John Lennon's former personal assistant denied on Wednesday that he secretly plotted to cash in on the former Beatle's fame by writing a tell-all book and peddling "John and Yoko dolls."

"I never considered myself a writer," Frederic Seaman testified at a Manhattan trial.

Yoko Ono, Lennon's widow, sued Seaman in 1999, alleging he violated a confidentiality agreement by publishing family photos of the Lennons in a memoir entitled "The Last Days of John Lennon: A Personal Memoir." She also claims he profited by stealing mementos and selling them to collectors — charges Seaman denies.

On Wednesday, Seaman admitted signing a confidentiality agreement but denied violating it — even when confronted with entries from his own journals suggesting he deceived Lennon all along. One recounted a 1980 conversation in which he told Lennon he wanted a career in the music industry.

"I'm glad I managed to throw him off track, and apparently convinced him I have no interest in writing," the entry read.

Seaman confirmed the journals were his, but claimed his motives were pure.

"It occurred to me that I was an eyewitness to history, and at some point I would like to publish a book about Mr. Lennon," he said.

Ono's lawyer, Paul LiCalsi, also showed jurors a copy of a contract Seaman crafted with a college classmate only five weeks after Lennon was murdered by a deranged fan. Seaman acknowledged signing the deal to split profits from a book about Lennon and spin-off merchandise like records, T-shirts and "John and Yoko dolls."

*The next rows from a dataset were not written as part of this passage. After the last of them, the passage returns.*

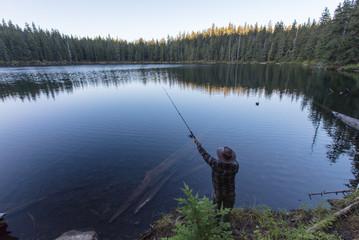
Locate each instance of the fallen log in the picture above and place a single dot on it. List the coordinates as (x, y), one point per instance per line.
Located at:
(153, 181)
(336, 192)
(23, 206)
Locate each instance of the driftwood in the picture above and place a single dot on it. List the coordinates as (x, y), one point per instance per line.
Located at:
(351, 122)
(336, 215)
(336, 192)
(153, 181)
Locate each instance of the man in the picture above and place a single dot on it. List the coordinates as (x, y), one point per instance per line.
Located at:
(224, 171)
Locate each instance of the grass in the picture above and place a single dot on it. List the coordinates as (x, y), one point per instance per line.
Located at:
(262, 223)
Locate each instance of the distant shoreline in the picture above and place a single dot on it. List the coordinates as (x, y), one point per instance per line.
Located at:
(349, 68)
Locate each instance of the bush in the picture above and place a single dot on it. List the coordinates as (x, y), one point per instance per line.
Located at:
(200, 219)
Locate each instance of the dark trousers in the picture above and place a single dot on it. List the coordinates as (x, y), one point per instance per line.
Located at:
(223, 202)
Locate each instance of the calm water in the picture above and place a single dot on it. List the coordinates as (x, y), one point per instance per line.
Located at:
(76, 142)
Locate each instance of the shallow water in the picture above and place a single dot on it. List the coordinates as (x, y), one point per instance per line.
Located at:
(77, 141)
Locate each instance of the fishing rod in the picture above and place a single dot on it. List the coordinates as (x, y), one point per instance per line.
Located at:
(191, 135)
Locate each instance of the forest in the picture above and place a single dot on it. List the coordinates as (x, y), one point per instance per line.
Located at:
(330, 41)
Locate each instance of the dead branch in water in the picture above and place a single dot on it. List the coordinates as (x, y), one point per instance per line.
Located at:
(153, 181)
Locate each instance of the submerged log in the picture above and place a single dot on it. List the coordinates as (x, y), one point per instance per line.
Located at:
(351, 122)
(336, 192)
(153, 181)
(24, 206)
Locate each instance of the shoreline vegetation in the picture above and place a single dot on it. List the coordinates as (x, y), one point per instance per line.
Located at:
(339, 221)
(331, 43)
(346, 68)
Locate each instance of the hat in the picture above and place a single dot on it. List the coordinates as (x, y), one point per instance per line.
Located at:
(226, 155)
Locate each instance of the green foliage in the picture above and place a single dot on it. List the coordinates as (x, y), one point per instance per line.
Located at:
(201, 219)
(272, 225)
(334, 40)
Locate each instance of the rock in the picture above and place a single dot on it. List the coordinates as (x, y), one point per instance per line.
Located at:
(77, 235)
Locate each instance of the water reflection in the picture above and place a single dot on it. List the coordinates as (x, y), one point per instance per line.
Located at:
(318, 92)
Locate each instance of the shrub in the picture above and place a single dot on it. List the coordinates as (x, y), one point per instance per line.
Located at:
(200, 219)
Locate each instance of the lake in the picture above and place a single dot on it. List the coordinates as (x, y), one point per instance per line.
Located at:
(80, 143)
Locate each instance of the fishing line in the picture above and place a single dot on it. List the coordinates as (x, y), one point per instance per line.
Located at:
(191, 135)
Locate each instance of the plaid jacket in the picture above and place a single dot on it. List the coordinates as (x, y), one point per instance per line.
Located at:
(223, 174)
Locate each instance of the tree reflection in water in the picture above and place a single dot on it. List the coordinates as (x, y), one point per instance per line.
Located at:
(321, 91)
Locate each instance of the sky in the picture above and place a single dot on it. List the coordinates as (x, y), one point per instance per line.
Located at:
(156, 19)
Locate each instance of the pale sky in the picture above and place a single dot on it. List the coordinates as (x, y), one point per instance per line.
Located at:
(156, 19)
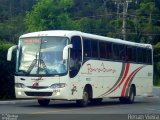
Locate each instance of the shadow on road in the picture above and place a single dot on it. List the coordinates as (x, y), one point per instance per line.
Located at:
(72, 104)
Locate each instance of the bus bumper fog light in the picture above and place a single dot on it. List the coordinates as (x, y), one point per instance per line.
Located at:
(58, 93)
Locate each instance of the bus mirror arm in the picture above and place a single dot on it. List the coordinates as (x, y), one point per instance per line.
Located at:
(65, 51)
(10, 50)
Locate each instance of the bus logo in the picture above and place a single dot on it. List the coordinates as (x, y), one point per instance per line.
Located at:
(36, 84)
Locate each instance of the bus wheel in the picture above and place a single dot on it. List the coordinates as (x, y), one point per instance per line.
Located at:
(43, 102)
(96, 101)
(130, 98)
(85, 98)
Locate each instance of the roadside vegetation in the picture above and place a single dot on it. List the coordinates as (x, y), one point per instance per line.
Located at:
(92, 16)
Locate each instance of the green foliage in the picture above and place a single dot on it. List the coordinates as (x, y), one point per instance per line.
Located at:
(91, 16)
(6, 73)
(49, 14)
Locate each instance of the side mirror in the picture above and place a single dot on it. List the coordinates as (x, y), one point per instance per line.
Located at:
(10, 50)
(65, 51)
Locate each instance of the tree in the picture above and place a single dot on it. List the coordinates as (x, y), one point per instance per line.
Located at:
(49, 14)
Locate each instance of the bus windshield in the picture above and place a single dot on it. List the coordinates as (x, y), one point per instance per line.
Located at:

The lawsuit demands that Seaman surrender the rights to 374 photos he took of Lennon, turn over about $75,000 from the sale of the rock legend's papers and pay unspecified damages.

Ono dismissed Seaman in 1981, unaware he looted files following Lennon's shooting outside their Central Park West apartment building, her suit said.

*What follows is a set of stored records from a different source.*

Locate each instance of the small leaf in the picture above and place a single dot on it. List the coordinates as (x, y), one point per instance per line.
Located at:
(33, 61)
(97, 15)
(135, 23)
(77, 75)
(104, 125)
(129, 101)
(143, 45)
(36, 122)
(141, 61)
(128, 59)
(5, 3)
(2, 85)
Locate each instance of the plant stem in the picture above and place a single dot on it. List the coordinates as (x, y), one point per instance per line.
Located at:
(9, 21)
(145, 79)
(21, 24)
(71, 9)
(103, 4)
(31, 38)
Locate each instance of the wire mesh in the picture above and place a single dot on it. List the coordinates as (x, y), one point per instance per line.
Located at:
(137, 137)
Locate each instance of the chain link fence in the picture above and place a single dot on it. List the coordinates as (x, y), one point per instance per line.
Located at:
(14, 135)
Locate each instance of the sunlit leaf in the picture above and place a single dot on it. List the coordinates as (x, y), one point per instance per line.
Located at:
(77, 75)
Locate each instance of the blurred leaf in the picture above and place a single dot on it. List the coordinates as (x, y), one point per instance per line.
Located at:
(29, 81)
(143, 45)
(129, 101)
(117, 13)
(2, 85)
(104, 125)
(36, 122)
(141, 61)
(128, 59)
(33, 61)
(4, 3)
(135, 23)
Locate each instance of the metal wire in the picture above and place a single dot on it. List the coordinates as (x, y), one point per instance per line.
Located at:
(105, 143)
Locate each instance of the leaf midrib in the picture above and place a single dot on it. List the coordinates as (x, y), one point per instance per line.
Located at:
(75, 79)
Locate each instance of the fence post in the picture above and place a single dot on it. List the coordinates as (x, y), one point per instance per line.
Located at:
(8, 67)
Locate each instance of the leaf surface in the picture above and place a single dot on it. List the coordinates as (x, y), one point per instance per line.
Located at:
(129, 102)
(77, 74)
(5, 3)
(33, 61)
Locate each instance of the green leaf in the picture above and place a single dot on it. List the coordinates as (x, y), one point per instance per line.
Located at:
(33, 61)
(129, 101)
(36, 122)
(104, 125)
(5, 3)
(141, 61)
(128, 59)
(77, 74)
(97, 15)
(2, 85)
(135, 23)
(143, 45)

In 1983, Seaman pleaded guilty to second-degree larceny for stealing Lennon's diaries; he was sentenced to five years probation and ordered to return the property. Seaman said he has returned all the items; Ono said he returned only some of them.

Seaman testified Wednesday that he took the 374 photos on his own time and with his own camera — making him the rightful owner.

Under his arrangement with Lennon, "I would make him prints of those photos of mine that he wanted to put in his photo album," he said.